Suburbs Respond To Prisoner Release Program: No Way!

On Tuesday, state and local officials proposed that inmates released from the downtown Twin Towers Correctional Facility (county jail) should be sent to the community from which they were arrested.
In other words, if you were arrested in Long Beach for public intoxication, when you are released, you should be sent back to Long Beach. Too many people are released in downtown Los Angeles, and then end up homeless on Skid Row.
Well, the local suburbs have responded… and quickly… Here are some of their responses:
Calabasas Mayor: "This is a plan for balkanization of the region, with every city trying to do the same thing without any expertise and the advantage of a concentration of resources," he said. "We would never fight a common war city by city. But that is what this plan would have us do."

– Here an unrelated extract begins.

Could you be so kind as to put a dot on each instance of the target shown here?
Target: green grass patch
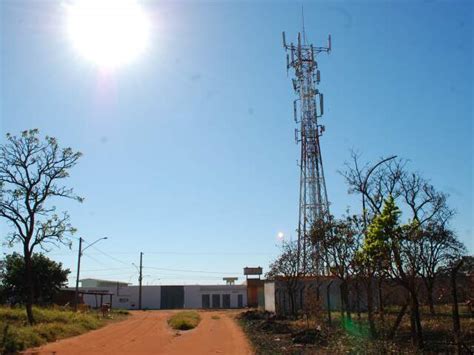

West Covina Councilmember: "They shouldn't go back to where they were arrested unless they live there."
Montebello Mayor: "I understand not leaving a person in downtown, where there's already a serious problem. But then again, if you are going to simply transport the problem to another community, I am not sure that would be the kind of solution folks in the local cities would approve of."
Pasadena Mayor: "Returning people from downtown seems equitable, but it does require that resources are available to tackle the issue these people have. Right now, there is a concentration of resources downtown. A redistribution of resources is not going to be easy to achieve."
A regional approach is obviously the solution—spread out the services and housing for homeless throughout the County. Especially when homelessness occurs all over. The difficulty is NIMBYism (Not In My Backyard!).
What bedroom community in L.A. County is going to welcome with open arms, a 100-bed homeless shelter. Overcome this reluctance, and a regional approach is the proper solution…




3 Comments:
JOel,
Would you cite your sources please?
WOuld like ot see where this information came from?
If these municipalities refuse to accept their part of the problem they should pay los angeles to increase thse resources. It might be a nice sourse of revenue for services. Why don't they take care of the problem in those municipaliteis ,, if not pay up !!!!!!!